Recently, a colleague asked me a question about a PostgreSQL construction for which they found that it would silently ignore part of SQL, and whether it's truly doing that.
This is a mini setup that shows the issue:
create table test( id int primary key, f1 text );
insert into test select id, chr(ascii('a')+id) from generate_series(25,0,-1) id;;
This creates a table 'test' with two fields, and fills the fields with a number and a character from 'z' to 'a'.
If I execute the following SQL:
select * from test order by f1 limit 1;
I get:
postgres=# select * from test order by f1 limit 1;
id | f1
----+----
0 | a
(1 row)
Here's the issue:
prepare prep(text, int) as select * from test order by $1 limit $2;
And then execute the prepared statement:
postgres=# execute prep('f1',1);
id | f1
----+----
25 | z
(1 row)
These are two different results for seemingly the same statement.

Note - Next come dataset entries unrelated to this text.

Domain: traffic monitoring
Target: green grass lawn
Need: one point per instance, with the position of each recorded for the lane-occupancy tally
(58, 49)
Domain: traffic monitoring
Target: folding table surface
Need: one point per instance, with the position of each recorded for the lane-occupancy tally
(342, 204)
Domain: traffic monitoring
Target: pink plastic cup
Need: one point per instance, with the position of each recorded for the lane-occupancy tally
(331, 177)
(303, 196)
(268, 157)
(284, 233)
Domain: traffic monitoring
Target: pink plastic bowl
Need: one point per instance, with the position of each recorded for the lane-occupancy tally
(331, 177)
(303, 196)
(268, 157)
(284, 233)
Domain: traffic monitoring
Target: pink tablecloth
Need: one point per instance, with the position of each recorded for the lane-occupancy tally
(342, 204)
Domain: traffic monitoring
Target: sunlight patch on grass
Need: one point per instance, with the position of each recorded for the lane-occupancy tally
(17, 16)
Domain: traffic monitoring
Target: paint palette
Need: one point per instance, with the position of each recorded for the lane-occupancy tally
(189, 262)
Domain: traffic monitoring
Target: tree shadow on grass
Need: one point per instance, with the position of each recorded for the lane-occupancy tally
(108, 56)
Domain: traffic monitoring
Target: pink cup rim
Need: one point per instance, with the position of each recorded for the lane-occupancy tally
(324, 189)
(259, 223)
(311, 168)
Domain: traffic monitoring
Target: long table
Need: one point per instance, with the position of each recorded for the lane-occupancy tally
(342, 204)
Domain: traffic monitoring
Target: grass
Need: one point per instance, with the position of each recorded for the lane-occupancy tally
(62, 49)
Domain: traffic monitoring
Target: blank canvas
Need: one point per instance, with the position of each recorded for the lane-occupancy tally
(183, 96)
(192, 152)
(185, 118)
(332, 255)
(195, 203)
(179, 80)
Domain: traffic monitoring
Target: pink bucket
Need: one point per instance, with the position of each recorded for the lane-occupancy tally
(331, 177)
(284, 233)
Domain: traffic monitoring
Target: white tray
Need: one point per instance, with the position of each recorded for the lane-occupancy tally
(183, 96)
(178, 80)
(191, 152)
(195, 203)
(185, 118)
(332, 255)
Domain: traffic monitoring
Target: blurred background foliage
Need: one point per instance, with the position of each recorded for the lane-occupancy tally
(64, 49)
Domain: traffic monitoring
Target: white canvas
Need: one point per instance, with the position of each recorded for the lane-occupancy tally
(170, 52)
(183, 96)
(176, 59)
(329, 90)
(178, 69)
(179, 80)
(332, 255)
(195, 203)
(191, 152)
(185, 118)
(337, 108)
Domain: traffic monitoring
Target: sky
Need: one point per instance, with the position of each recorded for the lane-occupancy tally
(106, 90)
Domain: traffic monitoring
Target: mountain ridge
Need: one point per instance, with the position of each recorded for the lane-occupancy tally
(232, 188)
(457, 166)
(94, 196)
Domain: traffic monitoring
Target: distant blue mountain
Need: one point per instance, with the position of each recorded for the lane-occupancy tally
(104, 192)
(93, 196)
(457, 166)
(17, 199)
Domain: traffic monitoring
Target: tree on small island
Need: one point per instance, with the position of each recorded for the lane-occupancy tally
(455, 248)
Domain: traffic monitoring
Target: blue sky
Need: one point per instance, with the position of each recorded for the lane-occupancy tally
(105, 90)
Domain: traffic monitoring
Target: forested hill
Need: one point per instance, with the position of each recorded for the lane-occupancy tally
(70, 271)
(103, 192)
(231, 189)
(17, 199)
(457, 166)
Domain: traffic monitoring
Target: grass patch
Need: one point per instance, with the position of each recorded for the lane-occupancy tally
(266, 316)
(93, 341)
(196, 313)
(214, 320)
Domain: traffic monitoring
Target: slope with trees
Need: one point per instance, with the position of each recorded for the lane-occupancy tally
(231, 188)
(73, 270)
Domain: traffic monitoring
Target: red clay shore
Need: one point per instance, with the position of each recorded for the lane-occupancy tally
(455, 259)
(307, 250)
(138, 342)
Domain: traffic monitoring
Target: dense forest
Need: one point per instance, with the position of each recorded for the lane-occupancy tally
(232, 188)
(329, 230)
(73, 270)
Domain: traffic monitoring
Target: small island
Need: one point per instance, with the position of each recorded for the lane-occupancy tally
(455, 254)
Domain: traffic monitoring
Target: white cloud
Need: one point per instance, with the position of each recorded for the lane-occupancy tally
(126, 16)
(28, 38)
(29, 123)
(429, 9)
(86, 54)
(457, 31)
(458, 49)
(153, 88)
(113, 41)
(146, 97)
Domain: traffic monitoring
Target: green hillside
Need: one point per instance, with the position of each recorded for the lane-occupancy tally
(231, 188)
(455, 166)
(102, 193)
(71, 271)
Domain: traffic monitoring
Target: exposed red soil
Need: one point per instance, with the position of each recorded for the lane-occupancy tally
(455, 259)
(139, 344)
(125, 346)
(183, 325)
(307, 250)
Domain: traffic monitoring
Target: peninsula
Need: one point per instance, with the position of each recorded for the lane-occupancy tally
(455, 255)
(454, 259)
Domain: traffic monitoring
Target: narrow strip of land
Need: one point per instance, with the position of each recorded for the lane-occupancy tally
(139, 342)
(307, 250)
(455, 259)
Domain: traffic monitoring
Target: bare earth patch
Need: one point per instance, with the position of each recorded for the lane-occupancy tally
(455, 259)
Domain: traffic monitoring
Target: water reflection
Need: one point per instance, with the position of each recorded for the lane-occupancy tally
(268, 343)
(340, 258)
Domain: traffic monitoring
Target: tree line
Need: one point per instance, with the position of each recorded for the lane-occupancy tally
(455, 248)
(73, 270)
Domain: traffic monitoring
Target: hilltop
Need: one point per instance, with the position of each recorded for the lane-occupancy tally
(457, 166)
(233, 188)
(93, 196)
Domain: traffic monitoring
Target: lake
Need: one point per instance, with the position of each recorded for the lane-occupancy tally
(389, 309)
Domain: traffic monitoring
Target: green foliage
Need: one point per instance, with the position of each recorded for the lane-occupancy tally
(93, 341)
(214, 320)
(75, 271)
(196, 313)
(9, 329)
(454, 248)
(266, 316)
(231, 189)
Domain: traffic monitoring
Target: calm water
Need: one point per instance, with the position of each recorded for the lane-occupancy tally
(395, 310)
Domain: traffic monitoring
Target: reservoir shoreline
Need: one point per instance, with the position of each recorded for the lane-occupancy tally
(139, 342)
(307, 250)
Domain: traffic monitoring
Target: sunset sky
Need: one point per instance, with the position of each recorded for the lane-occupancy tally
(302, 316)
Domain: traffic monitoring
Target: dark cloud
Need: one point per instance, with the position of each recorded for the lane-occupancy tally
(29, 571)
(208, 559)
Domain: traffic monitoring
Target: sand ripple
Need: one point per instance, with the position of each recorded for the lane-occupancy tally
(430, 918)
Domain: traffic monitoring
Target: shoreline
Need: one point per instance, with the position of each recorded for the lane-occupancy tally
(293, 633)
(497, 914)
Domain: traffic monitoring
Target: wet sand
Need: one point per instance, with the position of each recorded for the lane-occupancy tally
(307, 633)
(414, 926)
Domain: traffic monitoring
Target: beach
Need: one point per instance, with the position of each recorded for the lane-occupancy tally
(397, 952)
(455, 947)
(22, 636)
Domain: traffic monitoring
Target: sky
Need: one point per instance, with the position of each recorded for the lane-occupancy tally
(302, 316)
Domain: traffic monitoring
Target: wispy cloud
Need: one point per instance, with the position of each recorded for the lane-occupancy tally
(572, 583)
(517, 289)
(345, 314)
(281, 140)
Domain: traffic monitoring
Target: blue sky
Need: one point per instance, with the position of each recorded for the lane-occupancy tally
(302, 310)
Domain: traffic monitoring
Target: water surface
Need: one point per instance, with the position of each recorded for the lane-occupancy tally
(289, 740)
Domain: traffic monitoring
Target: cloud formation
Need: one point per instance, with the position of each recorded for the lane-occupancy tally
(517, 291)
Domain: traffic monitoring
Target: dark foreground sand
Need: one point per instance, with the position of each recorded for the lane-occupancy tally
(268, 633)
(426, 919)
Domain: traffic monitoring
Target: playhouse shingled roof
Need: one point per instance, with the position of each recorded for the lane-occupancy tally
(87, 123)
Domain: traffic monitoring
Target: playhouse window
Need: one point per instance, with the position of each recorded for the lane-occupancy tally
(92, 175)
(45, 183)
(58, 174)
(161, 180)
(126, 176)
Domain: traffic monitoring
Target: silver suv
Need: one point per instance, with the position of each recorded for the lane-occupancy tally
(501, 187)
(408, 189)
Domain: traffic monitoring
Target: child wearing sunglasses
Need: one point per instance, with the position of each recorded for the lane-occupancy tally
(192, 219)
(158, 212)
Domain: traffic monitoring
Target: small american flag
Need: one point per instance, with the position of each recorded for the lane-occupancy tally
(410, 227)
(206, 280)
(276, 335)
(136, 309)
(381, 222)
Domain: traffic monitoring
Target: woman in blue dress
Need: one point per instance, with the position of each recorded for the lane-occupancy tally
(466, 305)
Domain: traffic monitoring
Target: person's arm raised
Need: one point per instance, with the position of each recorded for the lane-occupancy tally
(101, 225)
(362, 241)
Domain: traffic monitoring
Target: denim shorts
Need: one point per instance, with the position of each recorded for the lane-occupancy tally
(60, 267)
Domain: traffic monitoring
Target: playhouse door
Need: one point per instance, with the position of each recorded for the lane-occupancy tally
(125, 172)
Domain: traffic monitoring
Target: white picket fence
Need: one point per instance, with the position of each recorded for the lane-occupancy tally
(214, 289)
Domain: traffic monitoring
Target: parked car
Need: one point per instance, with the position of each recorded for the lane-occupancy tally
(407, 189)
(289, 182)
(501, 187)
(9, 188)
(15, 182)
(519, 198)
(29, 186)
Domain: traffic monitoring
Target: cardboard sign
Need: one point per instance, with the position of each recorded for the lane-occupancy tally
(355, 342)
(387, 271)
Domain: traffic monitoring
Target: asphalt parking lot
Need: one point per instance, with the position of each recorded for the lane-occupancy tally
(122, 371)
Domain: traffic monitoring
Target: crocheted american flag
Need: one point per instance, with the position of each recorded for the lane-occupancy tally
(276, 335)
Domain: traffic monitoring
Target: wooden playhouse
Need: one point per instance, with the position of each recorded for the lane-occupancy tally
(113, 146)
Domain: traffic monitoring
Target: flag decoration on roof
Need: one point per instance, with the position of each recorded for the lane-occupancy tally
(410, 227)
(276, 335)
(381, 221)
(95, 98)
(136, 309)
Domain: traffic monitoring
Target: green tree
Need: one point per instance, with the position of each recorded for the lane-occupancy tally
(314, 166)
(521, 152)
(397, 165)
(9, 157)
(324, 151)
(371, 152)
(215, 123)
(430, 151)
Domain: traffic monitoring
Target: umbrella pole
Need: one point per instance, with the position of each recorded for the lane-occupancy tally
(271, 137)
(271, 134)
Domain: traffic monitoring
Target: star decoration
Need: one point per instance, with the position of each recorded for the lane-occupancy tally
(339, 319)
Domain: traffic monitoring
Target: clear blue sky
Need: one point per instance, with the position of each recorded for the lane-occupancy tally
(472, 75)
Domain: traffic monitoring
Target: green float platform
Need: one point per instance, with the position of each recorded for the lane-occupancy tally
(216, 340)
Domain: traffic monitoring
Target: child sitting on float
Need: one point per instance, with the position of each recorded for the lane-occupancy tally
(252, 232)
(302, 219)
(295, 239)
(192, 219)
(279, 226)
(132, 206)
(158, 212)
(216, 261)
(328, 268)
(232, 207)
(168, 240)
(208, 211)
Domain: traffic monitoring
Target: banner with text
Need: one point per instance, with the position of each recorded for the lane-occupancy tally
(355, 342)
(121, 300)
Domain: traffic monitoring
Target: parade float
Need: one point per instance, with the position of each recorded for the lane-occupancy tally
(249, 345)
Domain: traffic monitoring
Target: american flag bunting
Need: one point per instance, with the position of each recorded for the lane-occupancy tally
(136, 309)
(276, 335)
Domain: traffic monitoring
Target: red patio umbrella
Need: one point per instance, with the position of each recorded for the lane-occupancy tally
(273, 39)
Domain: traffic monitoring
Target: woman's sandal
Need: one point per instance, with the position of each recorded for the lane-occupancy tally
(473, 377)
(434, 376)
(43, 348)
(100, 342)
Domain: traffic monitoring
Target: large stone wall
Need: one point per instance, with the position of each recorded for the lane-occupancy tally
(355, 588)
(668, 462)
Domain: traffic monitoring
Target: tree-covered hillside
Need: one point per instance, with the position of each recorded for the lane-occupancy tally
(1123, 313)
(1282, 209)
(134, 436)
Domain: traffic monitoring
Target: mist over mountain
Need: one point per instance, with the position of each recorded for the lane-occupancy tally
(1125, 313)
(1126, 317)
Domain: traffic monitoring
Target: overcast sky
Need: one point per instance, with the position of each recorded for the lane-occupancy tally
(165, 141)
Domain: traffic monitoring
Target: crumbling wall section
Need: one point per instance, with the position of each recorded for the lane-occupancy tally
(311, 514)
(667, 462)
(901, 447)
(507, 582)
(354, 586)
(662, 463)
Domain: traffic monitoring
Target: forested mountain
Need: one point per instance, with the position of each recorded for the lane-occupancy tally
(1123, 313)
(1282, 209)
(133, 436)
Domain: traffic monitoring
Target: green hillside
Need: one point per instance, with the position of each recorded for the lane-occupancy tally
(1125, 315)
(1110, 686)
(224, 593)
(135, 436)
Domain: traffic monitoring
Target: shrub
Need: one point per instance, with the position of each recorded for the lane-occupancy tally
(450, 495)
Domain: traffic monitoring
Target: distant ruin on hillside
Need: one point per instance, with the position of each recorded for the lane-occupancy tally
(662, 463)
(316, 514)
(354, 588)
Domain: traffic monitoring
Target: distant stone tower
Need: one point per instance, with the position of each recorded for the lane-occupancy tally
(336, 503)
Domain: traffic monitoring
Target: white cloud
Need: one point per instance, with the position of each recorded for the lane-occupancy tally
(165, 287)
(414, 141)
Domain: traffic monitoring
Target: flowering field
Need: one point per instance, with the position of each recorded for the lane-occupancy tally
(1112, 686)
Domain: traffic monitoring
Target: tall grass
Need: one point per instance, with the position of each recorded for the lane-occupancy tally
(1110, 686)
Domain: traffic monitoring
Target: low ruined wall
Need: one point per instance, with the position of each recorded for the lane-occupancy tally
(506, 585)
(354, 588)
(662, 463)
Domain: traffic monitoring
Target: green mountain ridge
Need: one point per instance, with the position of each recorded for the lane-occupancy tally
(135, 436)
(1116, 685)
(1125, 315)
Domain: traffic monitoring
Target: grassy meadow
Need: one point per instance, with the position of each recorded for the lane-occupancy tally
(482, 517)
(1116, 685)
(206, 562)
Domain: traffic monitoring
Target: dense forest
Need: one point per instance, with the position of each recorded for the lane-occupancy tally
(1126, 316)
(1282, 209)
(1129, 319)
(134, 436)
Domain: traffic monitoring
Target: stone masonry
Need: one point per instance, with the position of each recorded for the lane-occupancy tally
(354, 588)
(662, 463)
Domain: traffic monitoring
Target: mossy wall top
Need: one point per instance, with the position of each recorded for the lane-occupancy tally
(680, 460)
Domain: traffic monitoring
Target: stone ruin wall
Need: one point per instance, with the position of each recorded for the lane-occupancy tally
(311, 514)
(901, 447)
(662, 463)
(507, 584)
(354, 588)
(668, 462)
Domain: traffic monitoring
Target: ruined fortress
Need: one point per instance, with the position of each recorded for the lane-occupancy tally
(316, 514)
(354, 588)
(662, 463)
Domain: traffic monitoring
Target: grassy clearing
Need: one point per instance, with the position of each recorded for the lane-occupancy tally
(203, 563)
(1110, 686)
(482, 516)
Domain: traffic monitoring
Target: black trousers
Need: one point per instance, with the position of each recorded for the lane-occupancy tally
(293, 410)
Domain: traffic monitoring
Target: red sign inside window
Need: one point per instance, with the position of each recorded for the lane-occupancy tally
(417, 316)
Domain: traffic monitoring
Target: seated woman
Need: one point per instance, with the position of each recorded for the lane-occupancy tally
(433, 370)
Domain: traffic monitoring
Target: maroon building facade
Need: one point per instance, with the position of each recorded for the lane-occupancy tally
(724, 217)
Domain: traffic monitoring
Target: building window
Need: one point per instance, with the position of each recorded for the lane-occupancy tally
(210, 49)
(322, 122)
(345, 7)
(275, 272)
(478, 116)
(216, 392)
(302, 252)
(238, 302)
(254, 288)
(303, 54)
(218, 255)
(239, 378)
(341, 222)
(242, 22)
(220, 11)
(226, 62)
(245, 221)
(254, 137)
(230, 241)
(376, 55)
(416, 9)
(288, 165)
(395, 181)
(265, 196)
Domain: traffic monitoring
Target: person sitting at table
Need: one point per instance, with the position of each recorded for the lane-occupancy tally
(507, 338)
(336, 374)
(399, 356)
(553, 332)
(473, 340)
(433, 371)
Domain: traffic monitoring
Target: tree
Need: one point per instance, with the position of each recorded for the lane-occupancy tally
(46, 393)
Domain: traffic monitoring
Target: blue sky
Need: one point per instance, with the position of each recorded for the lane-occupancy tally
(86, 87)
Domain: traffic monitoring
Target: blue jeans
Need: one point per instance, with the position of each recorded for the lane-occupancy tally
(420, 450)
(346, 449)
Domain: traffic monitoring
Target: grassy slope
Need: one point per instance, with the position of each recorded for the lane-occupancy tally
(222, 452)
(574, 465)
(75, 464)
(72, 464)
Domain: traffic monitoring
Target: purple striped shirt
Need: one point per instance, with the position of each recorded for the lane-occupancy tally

I actually didn't need to do anything, they also found the issue:
For the statement, the execution plan is:
postgres=# explain select * from test order by f1 limit 1;
QUERY PLAN
-----------------------------------------------------------------
Limit (cost=1.39..1.39 rows=1 width=6)
-> Sort (cost=1.39..1.46 rows=26 width=6)
Sort Key: f1
-> Seq Scan on test (cost=0.00..1.26 rows=26 width=6)
(4 rows)
- The select performs an unfiltered scan of a field for which is no index, and thus it performs a seq scan.
- Because the seq scan does not hold ordering guarantees that an ascending or descending index can, it has to perform a sort for the order by.
- The limit rowsource then takes one value because of limit 1.
For the prepared statement the execution plan is:
postgres=# explain execute prep('f1',1);
QUERY PLAN
------------------------------------------------------------
Limit (cost=0.00..0.15 rows=3 width=38)
-> Seq Scan on test (cost=0.00..1.26 rows=26 width=38)
(2 rows)
- The select performs an unfiltered scan of a field for which there is no index, and thus it performs a seq scan.
- Limit does take the first value.
- The sort step is missing, and thus the first value that it found from the seq scan is shown, which is 'z', but could be anything, because the seq scan does not guarantee ordering.
I also found some sources on the internet explaining that this is because of the bind parameters, probably the best one being from the PostgreSQL mail list: https://www.postgresql.org/message-id/1421875206968-5834948.post@n5.nabble.com
The essence of that explanation is that for the order by the parameter is used as an identifier, whilst parameters are values, and that therefore this doesn't work. However, what I am puzzled about is why this succeeds in creating a prepared statement, and why it all works, but silently skips the order by.
I hope to hear any opinions or reasons for ignoring it, or from things missing from this small investigation.